Epigenetic marks in an adaptive water stress-responsive gene in tomato roots under normal and drought conditions

RODRIGO M. GONZALEZ; MARTINIANO M. RICARDI; NORBERTO D IUSEM

EPIGENETICS

LANDES BIOSCIENCE

Lugar: Austin, Texas; Año: 2013

1559-2294

Tolerance to water deficit was evolutionarily relevant to the conquest of land by primitive plants. In this context, epigenetic events may have played important roles in the establishment of drought stress responses. We decided to inspect epigenetic marks in the plant organ that is crucial in the sensing of drought stress: the root. Using tomato as a crop model plant, we detected methylated epialleles of Asr2, a protein-coding gene widespread in the plant kingdom supposed to alleviate restricted water availability. We found the three contexts (CG, CNG and CNN) of methylated cytosines in the regulatory region of Solanum lycopersicum Asr2,but only CG in the gene body. To test the hypothesis of a link between epigenetics marks and the adaptation of plants to drought, we explored the cytosine methylation status in root Asr2 resulting from water-deficit stress conditions imposed. We found that a brief exposure to drought-simulated environmental conditions brings about removal of methyl marks in the regulatory region at 77 of the 142 CNN sites.
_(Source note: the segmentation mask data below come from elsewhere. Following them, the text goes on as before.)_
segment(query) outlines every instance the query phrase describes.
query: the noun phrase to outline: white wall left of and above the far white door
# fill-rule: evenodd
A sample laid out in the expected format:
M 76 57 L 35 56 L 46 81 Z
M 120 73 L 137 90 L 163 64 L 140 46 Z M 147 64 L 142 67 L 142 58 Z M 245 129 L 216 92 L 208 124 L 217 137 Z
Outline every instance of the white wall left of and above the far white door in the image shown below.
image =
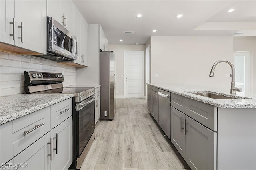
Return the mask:
M 109 44 L 108 49 L 114 51 L 116 57 L 116 95 L 124 96 L 124 51 L 145 51 L 145 45 Z

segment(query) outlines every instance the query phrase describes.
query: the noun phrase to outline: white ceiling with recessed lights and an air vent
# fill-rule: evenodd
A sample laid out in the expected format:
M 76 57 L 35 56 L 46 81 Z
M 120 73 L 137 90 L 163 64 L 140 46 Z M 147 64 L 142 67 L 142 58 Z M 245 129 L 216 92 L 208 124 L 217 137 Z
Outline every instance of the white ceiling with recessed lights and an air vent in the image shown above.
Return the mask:
M 110 44 L 145 44 L 150 36 L 256 36 L 256 0 L 75 0 Z M 234 8 L 234 12 L 227 12 Z M 136 18 L 136 14 L 142 18 Z M 182 18 L 176 18 L 183 14 Z M 157 32 L 152 32 L 152 30 Z M 134 34 L 124 34 L 134 31 Z M 122 39 L 123 42 L 119 42 Z

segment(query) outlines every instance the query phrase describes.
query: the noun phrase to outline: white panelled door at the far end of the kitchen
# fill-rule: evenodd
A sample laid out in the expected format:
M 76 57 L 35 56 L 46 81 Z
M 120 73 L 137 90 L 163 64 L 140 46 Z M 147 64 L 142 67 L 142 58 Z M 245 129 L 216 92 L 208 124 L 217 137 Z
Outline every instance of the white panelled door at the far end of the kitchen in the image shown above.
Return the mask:
M 144 51 L 124 51 L 124 96 L 142 98 Z

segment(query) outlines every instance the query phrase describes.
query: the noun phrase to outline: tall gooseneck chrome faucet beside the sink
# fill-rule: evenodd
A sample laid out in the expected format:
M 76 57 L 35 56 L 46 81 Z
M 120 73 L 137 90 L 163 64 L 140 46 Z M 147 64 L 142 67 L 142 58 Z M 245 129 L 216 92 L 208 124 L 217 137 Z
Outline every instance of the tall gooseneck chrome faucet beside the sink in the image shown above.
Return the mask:
M 230 88 L 230 94 L 236 94 L 237 91 L 241 92 L 242 89 L 240 88 L 237 88 L 235 87 L 235 67 L 234 65 L 230 62 L 230 61 L 227 61 L 227 60 L 219 60 L 219 61 L 216 61 L 213 65 L 212 65 L 212 69 L 211 69 L 211 72 L 209 74 L 209 77 L 214 77 L 214 71 L 215 71 L 215 67 L 218 63 L 228 63 L 231 67 L 231 88 Z

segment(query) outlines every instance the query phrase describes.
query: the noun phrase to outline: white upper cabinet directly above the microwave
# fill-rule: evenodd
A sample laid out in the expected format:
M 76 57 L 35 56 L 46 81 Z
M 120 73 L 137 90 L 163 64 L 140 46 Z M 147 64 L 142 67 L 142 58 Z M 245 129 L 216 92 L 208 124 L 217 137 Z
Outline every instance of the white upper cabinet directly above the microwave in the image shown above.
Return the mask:
M 48 0 L 47 16 L 62 24 L 68 31 L 74 30 L 74 4 L 71 0 Z

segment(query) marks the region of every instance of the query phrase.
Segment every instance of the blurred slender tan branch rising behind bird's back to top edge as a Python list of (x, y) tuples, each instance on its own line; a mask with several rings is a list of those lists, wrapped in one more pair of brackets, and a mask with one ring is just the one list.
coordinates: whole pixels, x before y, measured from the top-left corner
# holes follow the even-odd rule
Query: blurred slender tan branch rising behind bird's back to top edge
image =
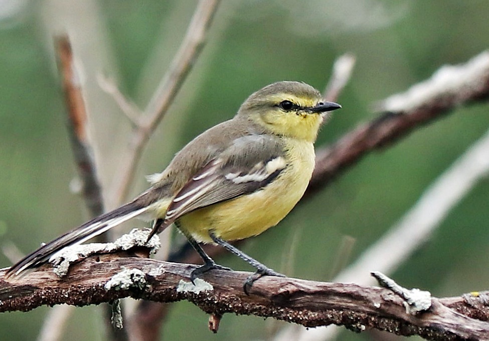
[(129, 149), (122, 156), (119, 171), (110, 190), (109, 207), (122, 202), (134, 177), (141, 152), (158, 123), (165, 116), (184, 80), (202, 51), (209, 26), (220, 0), (200, 0), (187, 34), (166, 75), (162, 78), (149, 103), (139, 118), (130, 137)]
In addition, when studying histone modifications around this model gene in roots, we found that the distal regulatory region was rich in H3K27me3 (typical repressive mark) but its abundance did not change as a consequence of stress. Besides, under normal conditions, both regulatory and coding regions portrayed the H3K9me2 mark, which was lost after 30 minutes of water deprivation. As analogously hypothesized for the paralogous gene Asr1, rapidly acquired new Asr2 epialleles in somatic cells due to desiccation may be stable enough and heritable through the germ line across generations, thus efficiently contributing to constitutive, adaptive gene expression during evolution of desiccation-tolerant populations or species.